General CBF

Flipping the script

By Laura Stephens-Reed

“Give us this day our daily bread…”

As the sole proprietor of my clergy and congregational coaching practice, I have a love-hate relationship with money. The constant monitoring of income and expenses reminds me that I am a businesswoman, even as I approach the services I provide as ministry.

The onboarding of new coachees seems to ebb and flow with the seasons of the church year, but costs of living are no respecter of the liturgical calendar. It is easy – too easy – to get swept up in a scarcity mindset when I compare my PayPal account with my stack of bills. What if my aging car breaks down? What if the Dow keeps dropping and my Roth IRA bottoms out? What if I get sick during this apocalyptic flu season and the doctor copays pile up? (I am good at coming up with worst-case scenarios, as you can see. This is an essential talent if one is going to take up the mantle of scarcity.)

Of course, I know that this way of thinking is contrary to scripture. We worship a God of abundance. A God who feeds the birds of the air and clothes the flowers more majestically than Solomon, even as neither the sparrow nor the lily earns its keep through its own works. A God who provided meat and bread for the grumbling Israelites each day of their forty-year pity party in the wilderness. A God whose love overflows into the river of life that slakes our thirst, not just now, but for eternity.

I wanted – needed – this intellectual belief to translate into a spiritual shift, so a few months ago I began incorporating the following into my nightly prayers: “Thank you for today’s bread. I pray that you would provide bread for tomorrow.” It was a good first step for me, taking time to be grateful for the tangible ways God had sustained me that day. But the prayer was still tinged with strain, as if I couldn’t fully trust that God had the next day covered.
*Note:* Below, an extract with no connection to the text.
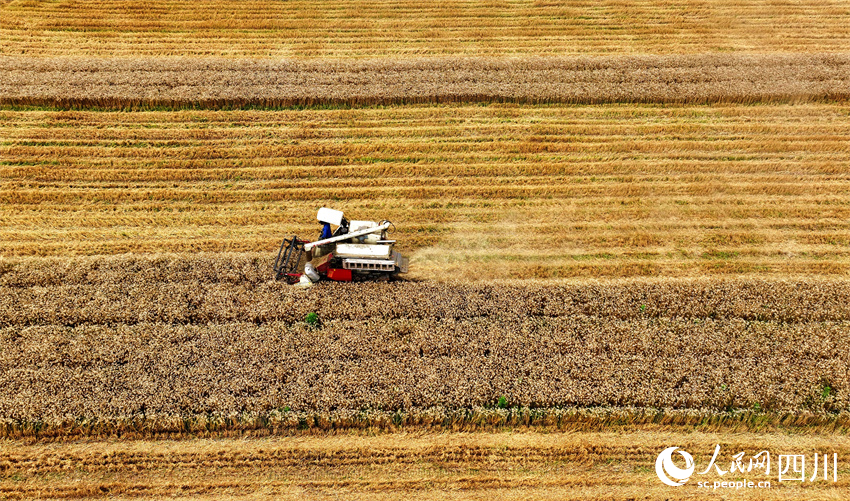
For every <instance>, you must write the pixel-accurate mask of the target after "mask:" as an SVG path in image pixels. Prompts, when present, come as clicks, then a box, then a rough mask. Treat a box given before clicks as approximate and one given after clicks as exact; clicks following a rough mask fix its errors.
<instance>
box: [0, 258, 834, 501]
mask: <svg viewBox="0 0 850 501" xmlns="http://www.w3.org/2000/svg"><path fill="white" fill-rule="evenodd" d="M0 273H1V274H0V320H2V325H0V386H2V387H3V388H4V391H3V393H2V396H0V417H2V426H0V432H2V435H3V437H4V439H3V440H0V447H2V453H0V493H2V495H3V497H4V498H7V499H29V498H59V499H62V498H74V499H97V498H105V497H110V498H117V499H129V498H139V497H147V498H161V497H164V496H190V497H192V498H196V499H212V498H215V499H221V498H225V499H230V498H243V497H249V498H252V499H255V498H256V499H289V498H297V499H303V498H304V497H309V498H314V499H325V498H336V497H339V496H340V495H342V496H347V497H350V498H358V499H398V497H400V496H404V497H412V498H419V497H427V498H432V497H433V496H440V497H442V498H446V499H484V498H490V499H492V498H493V497H502V498H517V497H526V498H536V499H542V498H552V497H557V498H559V499H591V500H594V499H600V500H601V499H623V500H625V499H635V498H636V497H640V498H644V499H668V498H669V496H670V490H669V488H666V487H665V486H663V485H661V484H660V483H659V482H658V481H657V479H656V477H655V472H654V470H653V468H652V465H653V463H654V460H655V457H656V455H657V454H658V451H659V450H661V449H663V448H665V447H669V446H670V445H671V444H676V445H678V446H680V447H683V448H685V449H686V450H689V451H691V452H693V453H694V454H695V458H696V460H697V461H698V462H699V463H700V465H701V466H702V465H704V464H705V463H706V462H707V461H708V459H709V456H710V455H711V452H712V450H713V448H714V446H715V444H721V446H722V447H723V450H724V451H735V452H737V451H746V452H747V454H749V455H752V454H755V453H756V452H757V451H760V450H764V449H770V450H771V451H781V452H789V451H793V452H794V453H805V454H809V455H811V454H813V453H814V452H818V453H821V454H823V453H830V454H831V453H837V454H839V456H840V457H842V458H844V457H846V455H847V454H848V453H850V443H848V440H847V435H846V431H847V429H848V427H850V388H848V386H847V381H848V371H850V358H848V353H850V346H848V339H850V336H848V334H850V301H848V300H847V298H848V295H850V284H848V283H847V282H846V281H834V280H833V281H831V280H815V279H810V280H807V281H800V280H798V281H765V280H757V279H746V280H745V279H737V280H718V279H702V280H680V281H671V280H643V281H624V282H610V281H608V282H601V283H590V282H588V283H581V284H579V283H573V284H553V283H551V282H541V283H528V282H515V283H502V284H495V283H490V284H472V285H470V284H467V285H458V284H455V285H451V284H433V283H432V284H428V283H405V282H399V283H389V284H351V285H344V284H336V285H334V284H321V285H318V286H316V287H314V288H311V289H308V290H298V289H293V288H291V287H288V286H285V285H282V284H280V283H276V282H270V281H268V280H267V277H268V274H269V264H268V259H267V256H265V255H245V254H231V255H222V254H210V255H201V256H195V257H191V258H189V257H186V256H180V255H159V256H144V255H136V256H133V255H124V256H113V257H102V256H101V257H78V258H74V259H60V258H47V259H45V258H18V259H15V260H11V261H6V262H4V263H3V267H2V269H0ZM310 311H315V312H317V313H318V315H319V318H320V319H321V327H320V328H318V329H314V328H309V327H307V326H306V324H305V323H304V322H303V318H304V317H305V314H306V313H307V312H310ZM499 397H504V398H505V399H506V406H505V407H506V408H501V407H499V405H498V401H499ZM506 428H507V429H510V430H513V431H510V432H504V430H505V429H506ZM448 431H451V433H447V432H448ZM530 431H531V432H530ZM789 431H796V432H797V433H796V434H791V435H789V434H788V432H789ZM388 432H393V433H388ZM482 432H484V433H482ZM541 432H542V433H541ZM234 435H235V436H236V437H238V438H235V439H234V438H226V437H228V436H234ZM199 437H206V438H199ZM119 438H120V439H119ZM162 438H169V439H178V438H179V439H180V440H176V441H175V440H161V439H162ZM35 439H38V440H35ZM34 440H35V441H34ZM57 440H58V442H57ZM774 453H777V452H774ZM728 454H731V452H729V453H728ZM728 454H727V455H728ZM848 474H850V471H848V470H847V469H846V466H845V464H844V463H843V462H842V463H841V464H840V469H839V472H838V475H839V482H837V483H832V482H831V481H830V482H815V483H806V484H791V485H789V484H788V483H786V484H784V485H781V484H780V485H777V486H776V487H775V488H773V489H771V490H770V491H763V490H750V491H742V492H740V493H737V492H736V495H737V496H738V497H737V498H740V499H799V498H800V497H805V498H807V499H835V500H838V499H843V498H846V497H847V495H848V482H847V480H846V477H847V475H848ZM676 494H677V498H679V499H705V498H707V497H710V496H712V495H714V496H722V495H723V494H724V493H723V492H722V491H721V492H719V493H713V492H708V493H707V492H703V491H700V490H698V489H697V488H696V486H695V483H694V482H691V483H690V484H688V485H686V486H685V487H683V488H680V489H678V490H677V491H676Z"/></svg>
One night I was going through my prayers, admittedly in an unfocused way, when I accidentally reversed the order of my usual appeal: “I pray for daily bread, and I thank you for daily bread.” Something was instantly different in my body. It sounds like such a small change, but in praying for provision and then thanking God for it, I was acknowledging that God had my today and my tomorrow in God’s compassionate and competent hands. My faith factor ratcheted up a few notches through the divinely-inspired rearrangement of a few words.

I believe that most of my spiritual setbacks have stemmed from the temptation of the scarcity mindset. Is there really plentiful food and shelter to go around? Are there sufficient opportunities for meaningful work? Can the important people in my life spare enough love for me? And what about the ever-elusive resource of time? Are there adequate hours in the day to get things done? When these questions start swirling, my stomach tightens, my world shrinks, and worry keeps me from looking too far beyond myself.

I wonder if scarcity is our collective spiritual crisis as well. Right now we are wrestling in our country and in our churches with questions about who’s in and who’s out. As we make budgets at each level of every institution, we default to asking, “what do we need to cut?” As the Doomsday clock creeps closer to midnight, we ask ourselves whether we can ever be armored enough against attack. These mindsets are the ingredients for a war to determine the survival of the fittest, not the peace of God’s reign.

And so this Lent I want to challenge us all to flip the script. To ask ourselves what we really require and what others who are also made in God’s image need. To trust that God knows our circumstances. And to pray for daily bread first and then thank God for the provision we have benefitted from and will experience tomorrow. We can offer this advance gratitude with confidence, because even as we make that hard journey with Jesus to the cross, we already know the victory he attains on our behalf with the good news of Easter.

“…for thine is the kingdom and the power and the glory forever. Amen.”

Laura Stephens-Reed is Peer Learning Group Regional Director for Alabama, Florida, Georgia, and South Carolina. She also serves as a clergy coach and congregational consultant.